Colin Webb from NLA in Australia: been doing selective web archiving since 1 April, 1996, with negotiated permissions, quality control and access (however, get about 98% permission success). Also full domain harvests each year since 2005 (1 billion files this year). No legal deposit law (yet, despite lobbying), so have not yet provided access to the full domain crawls. Challenges are interconnected: what we want to collect, what we’re allowed to collect, what we’re able to collect (?) and what we can afford to collect.

Colin then talking about the preservation working group of IIPC, set up in 2007 after the initial concerns to get capture organised had abated. Brief: to identify preservation standards and practices applicable to web archives. Raises questions about whether web preservation differs from “ordinary” digital preservation. What about the scale effects? Work plan includes annual survey of web technical environment (browsers needed, etc). Comment suggested how important this was, hoped they would publish results and continue for many years to do so.

Question: can people whose web site is at risk get it preserved? This has started to happen. Also starting to see requests from people who have had disasters, wanting (and getting) help in recovering their web sites! Nice French story about political parties who have re-done their web sites, and now don’t remember what they promised a few years ago!

iPres 2008 Building Trust

Tyler Walters of GIT comparing trust in the banking system with trust in repositories. The upheavals in banking currently show how easily trust can be upset, and how hard it is to regain once lost. Further desk study on trust; 3 major sources (see paper for references). Useful idea of trust antecedents: what comes before an event that helps you trust, subjectively. Trust that endures is more likely to continue if there’s a breach of trust. Trust is a relationship between people, more than institutions.

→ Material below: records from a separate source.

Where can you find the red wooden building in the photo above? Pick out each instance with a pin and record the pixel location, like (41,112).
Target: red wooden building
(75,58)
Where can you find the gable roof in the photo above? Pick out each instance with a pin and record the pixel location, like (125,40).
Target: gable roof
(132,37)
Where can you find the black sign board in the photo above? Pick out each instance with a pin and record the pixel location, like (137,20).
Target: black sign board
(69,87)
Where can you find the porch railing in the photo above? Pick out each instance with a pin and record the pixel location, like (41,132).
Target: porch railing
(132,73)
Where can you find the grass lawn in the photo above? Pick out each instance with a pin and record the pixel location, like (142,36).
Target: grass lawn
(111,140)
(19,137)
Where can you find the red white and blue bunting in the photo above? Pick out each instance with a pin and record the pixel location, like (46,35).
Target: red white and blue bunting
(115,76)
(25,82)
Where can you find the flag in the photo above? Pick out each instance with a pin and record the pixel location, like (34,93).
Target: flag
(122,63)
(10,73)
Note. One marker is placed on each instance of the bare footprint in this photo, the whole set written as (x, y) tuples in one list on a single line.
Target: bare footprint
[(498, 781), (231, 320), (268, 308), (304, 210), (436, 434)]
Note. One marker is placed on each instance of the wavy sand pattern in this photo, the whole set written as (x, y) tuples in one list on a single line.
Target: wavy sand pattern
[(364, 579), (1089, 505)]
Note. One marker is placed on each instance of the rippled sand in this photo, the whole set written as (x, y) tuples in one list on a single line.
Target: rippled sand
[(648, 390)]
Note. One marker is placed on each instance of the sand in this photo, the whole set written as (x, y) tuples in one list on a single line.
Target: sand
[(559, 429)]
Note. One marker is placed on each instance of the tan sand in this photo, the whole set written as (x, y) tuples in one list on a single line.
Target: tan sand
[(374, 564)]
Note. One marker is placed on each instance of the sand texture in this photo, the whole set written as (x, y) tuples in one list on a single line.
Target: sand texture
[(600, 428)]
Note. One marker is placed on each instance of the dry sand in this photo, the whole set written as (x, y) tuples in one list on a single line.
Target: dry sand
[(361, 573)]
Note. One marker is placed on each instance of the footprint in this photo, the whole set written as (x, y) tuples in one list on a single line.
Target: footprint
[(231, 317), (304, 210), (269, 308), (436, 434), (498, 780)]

Trust development: engage, listen, frame issues, envision options, commit. Looks like a paper that’s well worth reading; it’s always seemed to me that trust is about much more than certifying against checklists.

Susanne Dobratz from Humboldt University on quality management and trust, work done in the nestor programme. Should we have separate standards and certification mechanisms (as in the CCSDS Repository Audit and Certification work), or build on existing security and quality management standards? Working though a project to assess applicability of these latter standards (ISO 9000, ISO 27000 etc). Did an analysis and a survey with a questionnaire to 53 persons, got responses from 18 (most responded but were not really able to answer the questions). DINI guidelines the most popular, formal standards little used. Standards mostly used as guidelines rather than formally (makes sense to me, having used ISO security standards that way). 94% knew their designated community, but only 53% have analysed the needs of their designated community. 61% were unsure whether a separate standard for trusted repositories was important; similar proportion unsure whether they would go through any certification process. As a result, I think they are interested in creating a smaller, more informal quality standard along the lines of DINI etc.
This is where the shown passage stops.